A feared consequence to delay in oncological treatment includes disease progression. This study aims to evaluate the relationship between waiting time for ablative therapy in patients with hepatocellular carcinoma (HCC), and the outcomes of local tumour progression, or new HCC foci. Between January 2011 to July 2017, 215 patients with HCC underwent ablative (microwave and radiofrequency) procedures. Demographic information, and duration between diagnosis on imaging and ablative procedure were recorded. Follow-up imaging data were analysed to assess for development of either new HCC, or local tumour progression. The median waiting time to ablative therapy was 42 days, hence, patients were separated into two groups: wait time <42 days versus wait time ≥42 days. Simple cox regression was conducted to explore the association between wait time and the clinical outcomes of new HCC or local tumour progression.
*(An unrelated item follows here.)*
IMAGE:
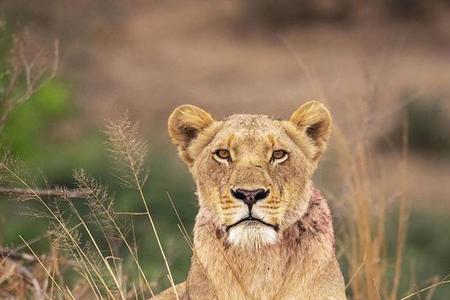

Survival analyses for outcomes of new HCC or local tumour progression were also compared between the two groups using log-rank test. All the statistical analyses were two sided and P value of less than 0.05 was considered as statistically significant. Hazard ratio for local tumour progression was 1.002 (0.996, 1.007) P=0.579, while hazard ratio for new HCC foci was 1.002 (0.998, 1.005) P=0.373. There was no statistically significant difference when comparing the two groups (wait time <42 versus ≥42 days) for survival estimates for local tumour progression P=0.346, and for new HCC P=0.680. This study demonstrates that delay in HCC ablative therapy is not associated with significant risk of local tumour progression, or new HCC foci.